Hi *RobMD*. Back in January 2003. We had to return to th UK for a funeral. To cut a long story short. Our Alternator wasn't working our on-board generator wasn't working and when we arrived in France from Spain it snowed so our Solar panels were not charging either. The night we arrived at Le Belou in France it was raining. When we woke up it had snowed and covered the Solar panels. The roads over the Pyrenees where blocked for several hour's. It pays to be ready for every eventuality. But we have never used chains. :wink:


----------



## peejay (May 10, 2005)

Hi Rob,

Long time no speak,

I have no experience of travelling through to Spain but have toured in other regions where snow is a possibility.

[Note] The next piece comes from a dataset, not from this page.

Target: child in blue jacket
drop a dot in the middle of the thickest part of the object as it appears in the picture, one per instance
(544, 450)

Last year whilst touring in Bavaria we started to traverse a fairly high pass, it started to snow at the base and by the time we were just over half way up there was about 2 or 3 inches of snow and all grip to the front wheels went as it did with several other vehs, we stopped and put on the chains and continued over the pass with no problems removing them when on the other side passing many stranded vehicles on the way, my point being, if you've got room for them then take 'em. 
I keep mine in the van all the time as they could also be used for getting stuck on mud etc as well, we all know how good sevels are for traction!

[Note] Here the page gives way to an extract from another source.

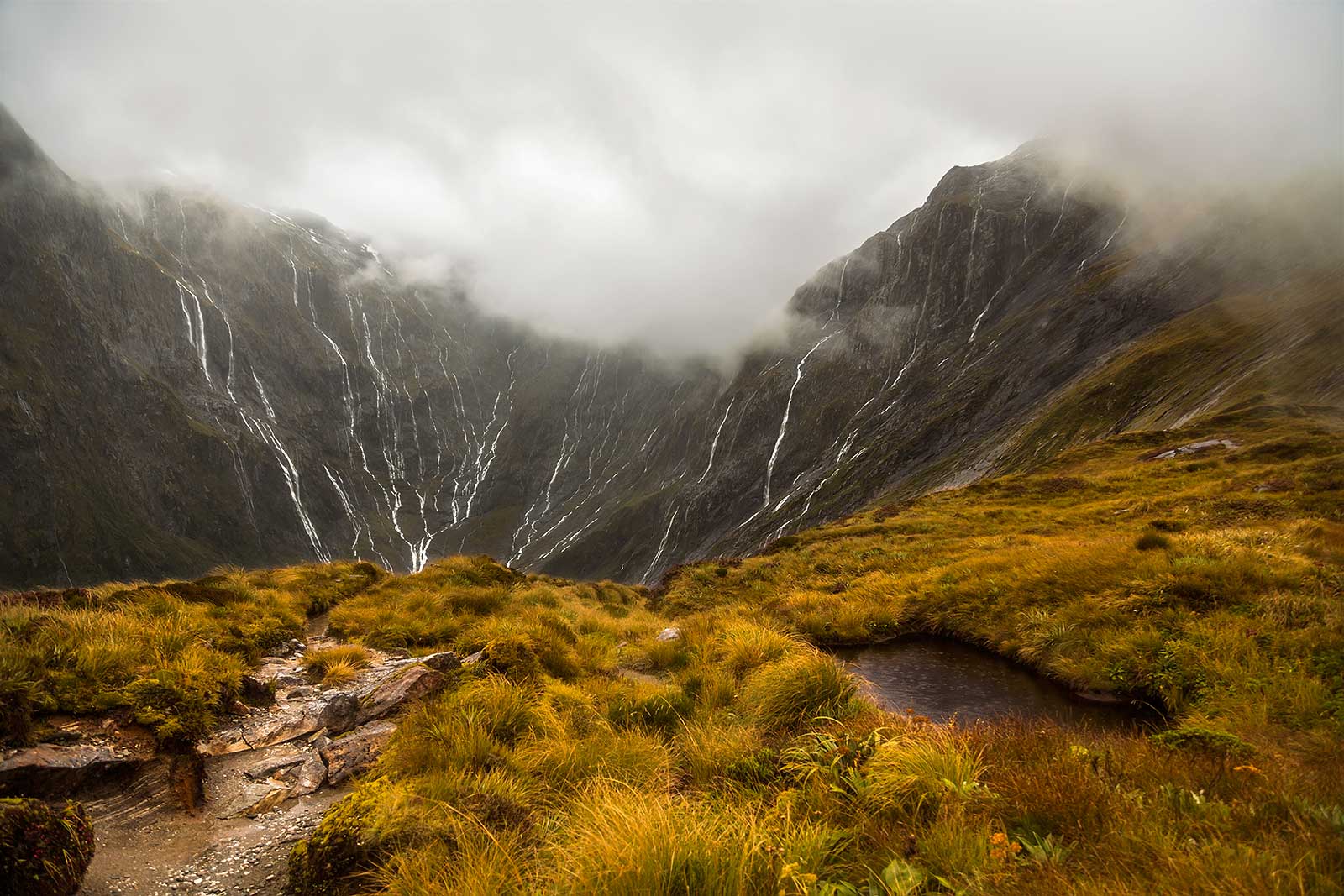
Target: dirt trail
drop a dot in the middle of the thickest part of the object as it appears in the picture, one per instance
(147, 846)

You are not allowed to carry fuel cans on ferries, regardless of whether they are full or empty, I've never been checked before though, so read what you will into that :wink: 

Have a great adventure.

pete.


----------



## RobMD (May 9, 2005)

Evening All !

Rita, 
We'll keep a look out for you en-route - and hope the weather is OK for the duration of the trip.
We tried for the Shuttle, but too expensive (£170 when we tried), and the Ferry crossing is only 90 mins, Dylan will be OK for that length of time and will probably sleep for all or most of it..

Johnsandywhite,
What did you do to upset the Gods - you must have a good sense of humour to have survived it without becoming a seething wreck (and all without chains!!!).

Peejay,
Yep - long time no speak! You certainly get around a lot in your Nuevo, are you still pleased with it? Ours is running well at present, at times I would like a bit of extra room - but it's so manoeverable it makes up for it in convenience.
I thought of buying chains mainly to assist in muddy situations in the UK, having had problems in the past on wet grass and soft ground (but so far not totally stuck!!)


----------